Love is perhaps the most important thing we desire, but we also tend to get confused about it. One of the things that is confusing about love is we don’t always have a good definition of it. We see two celebrities getting married after a few weeks of dating. Is that love? What about the college students who hook up at the local bar? What about the older married couple who is committed to one another but the passion has waned? Do I really “love” the White Sox?
It gets confusing because some things that seem like love on the surface, really aren’t, whereas other things that don’t seem like love on the surface, actually are. Can we get clear on the definition of love so we can move forward purposefully in our relationships?
In his book, “The Road Less Traveled,” Scott Peck defines love as the will to extend one’s self for the purpose of nurturing one’s own or another’s spiritual growth. I like this definition quite a bit, and I’d like to walk through the key parts of the definition.
Will is different from just having a desire or wanting something. When you will something to happen, you have a sufficient enough desire to act. Your desire translates into actual behavior. When it comes to love, just wanting to extend one’s self for another person isn’t enough. Your desire has to be strong enough to compel you to act.
Extend One’s Self
Love involves extending one’s self for the benefit of either yourself (in the case of self-love) or someone else (in the case of relational love). It means going beyond what you would normally do. Naturally, people can be pretty selfish. I want what I want when I want it. Love counteracts this natural tendency and extends the self for the sake of another.
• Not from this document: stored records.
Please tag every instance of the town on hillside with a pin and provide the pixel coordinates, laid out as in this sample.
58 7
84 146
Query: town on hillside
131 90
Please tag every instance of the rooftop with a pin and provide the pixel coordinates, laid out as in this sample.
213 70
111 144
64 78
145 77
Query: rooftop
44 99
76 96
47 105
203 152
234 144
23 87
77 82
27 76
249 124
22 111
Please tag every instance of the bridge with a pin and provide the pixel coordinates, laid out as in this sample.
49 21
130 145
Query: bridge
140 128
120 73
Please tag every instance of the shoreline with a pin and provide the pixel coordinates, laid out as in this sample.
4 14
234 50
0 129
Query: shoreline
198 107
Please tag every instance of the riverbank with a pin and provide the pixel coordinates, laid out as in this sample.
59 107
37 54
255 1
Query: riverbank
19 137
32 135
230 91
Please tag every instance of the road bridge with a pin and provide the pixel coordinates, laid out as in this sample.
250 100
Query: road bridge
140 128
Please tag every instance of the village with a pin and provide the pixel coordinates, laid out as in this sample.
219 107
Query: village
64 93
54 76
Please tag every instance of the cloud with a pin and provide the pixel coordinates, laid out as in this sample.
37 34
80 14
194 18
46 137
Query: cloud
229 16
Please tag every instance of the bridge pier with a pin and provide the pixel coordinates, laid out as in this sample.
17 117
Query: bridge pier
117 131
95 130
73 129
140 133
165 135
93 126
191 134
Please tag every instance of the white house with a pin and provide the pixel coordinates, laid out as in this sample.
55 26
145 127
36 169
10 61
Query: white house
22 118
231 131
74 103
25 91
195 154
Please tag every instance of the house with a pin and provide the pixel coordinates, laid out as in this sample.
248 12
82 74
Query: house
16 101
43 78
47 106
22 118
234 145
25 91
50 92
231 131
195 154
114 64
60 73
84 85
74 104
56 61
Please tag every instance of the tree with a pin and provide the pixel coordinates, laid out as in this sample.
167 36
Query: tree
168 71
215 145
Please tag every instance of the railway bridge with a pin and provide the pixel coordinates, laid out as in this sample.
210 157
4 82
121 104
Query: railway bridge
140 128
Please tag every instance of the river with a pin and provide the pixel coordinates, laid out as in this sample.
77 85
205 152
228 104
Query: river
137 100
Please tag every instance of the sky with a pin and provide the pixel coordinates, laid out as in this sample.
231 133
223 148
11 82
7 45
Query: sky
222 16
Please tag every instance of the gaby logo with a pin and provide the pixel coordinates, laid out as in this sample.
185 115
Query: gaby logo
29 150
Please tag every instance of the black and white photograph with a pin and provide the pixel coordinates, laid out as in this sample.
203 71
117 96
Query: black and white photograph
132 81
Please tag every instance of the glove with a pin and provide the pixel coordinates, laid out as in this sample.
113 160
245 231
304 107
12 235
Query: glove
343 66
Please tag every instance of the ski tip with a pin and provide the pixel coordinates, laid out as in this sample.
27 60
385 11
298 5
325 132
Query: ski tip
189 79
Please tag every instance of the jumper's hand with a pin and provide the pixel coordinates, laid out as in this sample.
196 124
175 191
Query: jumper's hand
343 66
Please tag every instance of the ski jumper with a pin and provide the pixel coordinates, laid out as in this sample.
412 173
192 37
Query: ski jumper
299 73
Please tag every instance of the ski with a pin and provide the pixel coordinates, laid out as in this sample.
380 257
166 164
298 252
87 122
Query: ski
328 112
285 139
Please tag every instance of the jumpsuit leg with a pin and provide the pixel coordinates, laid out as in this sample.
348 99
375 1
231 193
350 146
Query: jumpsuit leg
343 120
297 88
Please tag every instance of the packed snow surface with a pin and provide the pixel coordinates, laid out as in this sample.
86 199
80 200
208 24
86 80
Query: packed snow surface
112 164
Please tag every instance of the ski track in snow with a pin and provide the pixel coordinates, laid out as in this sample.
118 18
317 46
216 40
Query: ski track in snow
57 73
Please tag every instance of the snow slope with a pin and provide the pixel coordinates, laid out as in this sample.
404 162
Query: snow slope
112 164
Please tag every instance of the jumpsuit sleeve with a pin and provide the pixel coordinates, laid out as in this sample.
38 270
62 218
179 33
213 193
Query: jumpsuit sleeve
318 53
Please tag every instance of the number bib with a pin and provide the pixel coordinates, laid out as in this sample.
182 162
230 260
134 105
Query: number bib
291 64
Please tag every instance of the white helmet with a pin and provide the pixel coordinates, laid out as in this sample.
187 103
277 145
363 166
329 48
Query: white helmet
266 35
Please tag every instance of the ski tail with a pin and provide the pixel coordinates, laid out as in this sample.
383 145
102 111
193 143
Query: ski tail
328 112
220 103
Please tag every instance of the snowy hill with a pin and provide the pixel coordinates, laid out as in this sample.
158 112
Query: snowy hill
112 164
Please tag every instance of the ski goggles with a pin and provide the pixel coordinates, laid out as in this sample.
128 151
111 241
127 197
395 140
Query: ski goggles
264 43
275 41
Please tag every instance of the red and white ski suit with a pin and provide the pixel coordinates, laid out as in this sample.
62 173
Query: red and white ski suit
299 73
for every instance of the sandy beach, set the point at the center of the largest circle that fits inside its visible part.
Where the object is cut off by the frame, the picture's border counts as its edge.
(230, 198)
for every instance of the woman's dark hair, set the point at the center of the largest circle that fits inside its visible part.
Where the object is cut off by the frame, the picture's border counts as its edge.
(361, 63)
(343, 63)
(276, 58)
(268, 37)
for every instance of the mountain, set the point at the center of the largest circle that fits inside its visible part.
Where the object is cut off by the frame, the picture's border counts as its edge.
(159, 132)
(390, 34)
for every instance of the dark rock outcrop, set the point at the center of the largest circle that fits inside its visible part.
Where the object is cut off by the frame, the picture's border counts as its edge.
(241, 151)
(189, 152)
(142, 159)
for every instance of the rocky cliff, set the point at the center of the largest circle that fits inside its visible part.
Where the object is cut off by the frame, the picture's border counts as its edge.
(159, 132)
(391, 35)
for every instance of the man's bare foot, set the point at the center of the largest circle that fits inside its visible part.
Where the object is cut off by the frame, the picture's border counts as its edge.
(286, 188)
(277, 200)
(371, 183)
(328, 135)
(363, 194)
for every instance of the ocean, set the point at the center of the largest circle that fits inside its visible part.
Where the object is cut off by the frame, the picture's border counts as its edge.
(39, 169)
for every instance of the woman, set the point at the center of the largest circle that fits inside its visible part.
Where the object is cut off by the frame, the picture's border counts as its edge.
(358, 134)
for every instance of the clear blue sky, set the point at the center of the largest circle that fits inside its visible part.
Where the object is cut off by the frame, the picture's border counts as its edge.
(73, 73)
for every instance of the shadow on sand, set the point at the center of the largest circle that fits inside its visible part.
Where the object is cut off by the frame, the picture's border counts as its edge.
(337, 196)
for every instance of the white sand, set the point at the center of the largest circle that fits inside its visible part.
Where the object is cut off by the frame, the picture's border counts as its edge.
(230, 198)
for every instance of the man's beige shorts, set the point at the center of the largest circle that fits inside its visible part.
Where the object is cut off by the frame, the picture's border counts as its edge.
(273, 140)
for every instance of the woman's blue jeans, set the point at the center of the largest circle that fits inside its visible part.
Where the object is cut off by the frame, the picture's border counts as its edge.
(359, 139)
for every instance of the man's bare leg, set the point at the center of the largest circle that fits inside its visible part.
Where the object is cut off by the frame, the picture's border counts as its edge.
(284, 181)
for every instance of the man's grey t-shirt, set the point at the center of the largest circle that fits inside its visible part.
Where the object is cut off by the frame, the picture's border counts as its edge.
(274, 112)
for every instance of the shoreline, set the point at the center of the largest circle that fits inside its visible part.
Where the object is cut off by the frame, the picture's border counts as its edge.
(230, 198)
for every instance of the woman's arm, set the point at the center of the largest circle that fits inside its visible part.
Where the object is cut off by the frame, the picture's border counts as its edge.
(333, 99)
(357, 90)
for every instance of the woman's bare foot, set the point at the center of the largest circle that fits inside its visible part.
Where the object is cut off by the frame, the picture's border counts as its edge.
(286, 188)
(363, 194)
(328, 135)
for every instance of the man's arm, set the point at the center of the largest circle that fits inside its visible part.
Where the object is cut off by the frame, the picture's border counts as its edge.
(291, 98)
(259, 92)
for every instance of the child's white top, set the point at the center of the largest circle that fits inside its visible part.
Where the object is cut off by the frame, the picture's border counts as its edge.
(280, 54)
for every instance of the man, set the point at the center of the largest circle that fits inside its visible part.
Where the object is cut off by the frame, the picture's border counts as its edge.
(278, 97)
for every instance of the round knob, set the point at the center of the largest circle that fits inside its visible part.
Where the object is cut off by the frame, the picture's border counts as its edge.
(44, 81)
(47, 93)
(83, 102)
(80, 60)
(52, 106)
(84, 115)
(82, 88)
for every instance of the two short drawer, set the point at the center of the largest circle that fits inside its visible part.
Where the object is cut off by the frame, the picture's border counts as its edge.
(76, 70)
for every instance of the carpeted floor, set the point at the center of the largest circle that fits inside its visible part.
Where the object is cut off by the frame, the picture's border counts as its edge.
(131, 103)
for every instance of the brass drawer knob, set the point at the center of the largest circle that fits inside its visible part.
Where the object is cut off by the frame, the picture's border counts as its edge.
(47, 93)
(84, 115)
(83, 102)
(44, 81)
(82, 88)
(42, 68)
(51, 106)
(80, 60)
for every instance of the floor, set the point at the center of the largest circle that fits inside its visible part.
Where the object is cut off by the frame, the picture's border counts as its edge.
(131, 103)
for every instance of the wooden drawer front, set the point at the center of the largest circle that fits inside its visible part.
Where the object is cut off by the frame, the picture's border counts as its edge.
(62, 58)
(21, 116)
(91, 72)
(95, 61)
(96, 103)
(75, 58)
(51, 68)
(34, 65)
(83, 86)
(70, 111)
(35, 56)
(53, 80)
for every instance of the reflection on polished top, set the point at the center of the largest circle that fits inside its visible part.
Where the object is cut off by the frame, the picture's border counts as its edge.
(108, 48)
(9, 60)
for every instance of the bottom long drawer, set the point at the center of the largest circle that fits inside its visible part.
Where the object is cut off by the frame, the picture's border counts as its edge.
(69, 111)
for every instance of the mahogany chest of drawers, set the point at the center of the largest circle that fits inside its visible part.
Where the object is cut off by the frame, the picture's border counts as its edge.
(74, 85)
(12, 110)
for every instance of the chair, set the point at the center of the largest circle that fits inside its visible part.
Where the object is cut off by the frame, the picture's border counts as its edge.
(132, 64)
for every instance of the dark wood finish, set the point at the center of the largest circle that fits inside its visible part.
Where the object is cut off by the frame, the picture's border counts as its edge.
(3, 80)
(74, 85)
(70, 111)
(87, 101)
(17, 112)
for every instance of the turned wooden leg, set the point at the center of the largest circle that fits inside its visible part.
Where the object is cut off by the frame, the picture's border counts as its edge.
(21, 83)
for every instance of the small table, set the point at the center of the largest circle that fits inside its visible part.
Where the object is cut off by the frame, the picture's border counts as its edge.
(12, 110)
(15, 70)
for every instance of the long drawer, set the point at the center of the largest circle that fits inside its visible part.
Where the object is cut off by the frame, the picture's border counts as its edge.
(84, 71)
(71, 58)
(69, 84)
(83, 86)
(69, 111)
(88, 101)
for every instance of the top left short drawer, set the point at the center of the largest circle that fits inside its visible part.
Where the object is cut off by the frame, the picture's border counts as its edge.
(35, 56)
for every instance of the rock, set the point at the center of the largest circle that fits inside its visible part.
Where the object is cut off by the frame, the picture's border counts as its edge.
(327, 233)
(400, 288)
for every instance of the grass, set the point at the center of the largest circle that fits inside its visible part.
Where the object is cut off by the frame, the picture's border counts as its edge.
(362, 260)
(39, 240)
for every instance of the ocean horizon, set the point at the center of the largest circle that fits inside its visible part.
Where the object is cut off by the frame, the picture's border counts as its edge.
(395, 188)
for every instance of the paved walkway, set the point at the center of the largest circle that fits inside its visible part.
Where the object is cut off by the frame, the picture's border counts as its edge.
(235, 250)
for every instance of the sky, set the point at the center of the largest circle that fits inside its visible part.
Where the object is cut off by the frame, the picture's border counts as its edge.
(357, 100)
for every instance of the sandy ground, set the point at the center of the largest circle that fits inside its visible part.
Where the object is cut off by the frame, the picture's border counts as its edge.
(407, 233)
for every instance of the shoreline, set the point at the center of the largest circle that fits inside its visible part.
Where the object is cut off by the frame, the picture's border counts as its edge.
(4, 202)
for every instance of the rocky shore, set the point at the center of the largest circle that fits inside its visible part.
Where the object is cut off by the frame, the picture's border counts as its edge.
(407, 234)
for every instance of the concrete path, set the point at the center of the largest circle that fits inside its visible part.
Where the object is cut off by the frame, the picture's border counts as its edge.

The key end result of love is one’s own or another’s spiritual growth. Peck is speaking generally when he uses the term spiritual growth—it isn’t meant to narrow in on a particular religious domain. It refers to one’s overall spiritual/emotional growth and development as a person. When you love someone, you extend yourself in order to aid their overall spiritual/emotional growth and development.
This is an important point, and I think it clears up some of the misperceptions of love. For example, the couple who meets at a bar and feels “in love” isn’t yet actually engaging in true love. They are caught up in a euphoric feeling (which probably developed via evolution to ensure procreation of the species), but they aren’t yet interested in extending the self or spiritual growth.
Or, consider the parent who is so concerned about the well-being of their child that they are overprotective, never letting the child get hurt or make a mistake. The parent might feel as if they are loving the child, but in reality, they are stalling their child’s spiritual development, which is the opposite of love.
Self and Other
Love can be extended toward both the self and the other. When we love ourselves, we extend ourselves for our own spiritual growth. This sometimes means doing difficult things so we grow, expand, and move forward. Just like we should be concerned about the spiritual growth of our loved ones, we should also be concerned about the spiritual growth of ourselves.
How do you define love? What do you think about Scott Peck’s definition? Can you think of instances in your life where you thought you were loving someone, but actually the behavior was unloving?